Как только подобные мысли пришли ему в голову, Бак отвел глаза от кровати и посмотрел на Теда. Наблюдая, как тот отхлебнул виски, Бак понадеялся, что не ошибся, попросив Теда присмотреть за домом, пока он сам съездит в Шайенн и встретит поезд. Вернув стул в нормальное положение, Бак выпрямился и провел рукой по подбородку. Борода была колючей. Бак думал сбрить ее, но потом решил подождать, пока не попадет в Шайенн, где можно будет пойти к настоящему парикмахеру. Волосы тоже придется остричь – они были такими густыми и длинными, что Бак завязывал их сзади в хвостик.
Эти густые непокорные волосы Бак унаследовал от отца, который благодаря волосам выделялся среди всех других трапперов.
Даже сейчас, когда Бак натыкался на кого-нибудь из старых охотников на бизонов, его узнавали по высокому росту и густой гриве светлых волос.
Тед рыгнул.
– Отправишься на рассвете?
– Как только смогу разглядеть руку, поднятую к лицу.
– Долго над этим думал, а?
О предстоящей женитьбе Бак думал не переставая в течение нескольких недель. Если бы у него был выбор, он бы вообще не стал жениться, но выбора не было, поэтому, пожав плечами, он ответил:
– Ничего другого, по-моему, не остается. Все как-нибудь устроится.
Выглядишь ты не так уверенно, как говоришь, но, надеюсь, это придет. Как, ты сказал, ее зовут? – Тед наклонился вперед и уперся щетинистым подбородком в ладонь.
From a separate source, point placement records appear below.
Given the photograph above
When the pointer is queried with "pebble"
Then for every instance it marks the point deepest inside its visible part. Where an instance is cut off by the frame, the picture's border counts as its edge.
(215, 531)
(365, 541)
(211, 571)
– Алиса Соумс. – Бак попытался нарисовать в воображении портрет женщины, с которой он переписывался в течение шести месяцев, но не смог, хотя она и писала ему, что она светловолосая, худая и высокая – выше среднего роста. Он решил, что страх мешает работе воображения.
– Как ты ее нашел?
– Помнишь газету, которую ты привез в прошлом году, ту, что Джоунгси купил в Бостоне?
– Нет.
– Ну, ты привозил. Во всяком случае я увидел в ней объявление и ответил на него. Леди из Бостона хотела перебраться на Запад и искала мужа. Все что ей было нужно – это отдельный дом и мужчина, который бы ее обеспечивал. Выбрала мое письмо.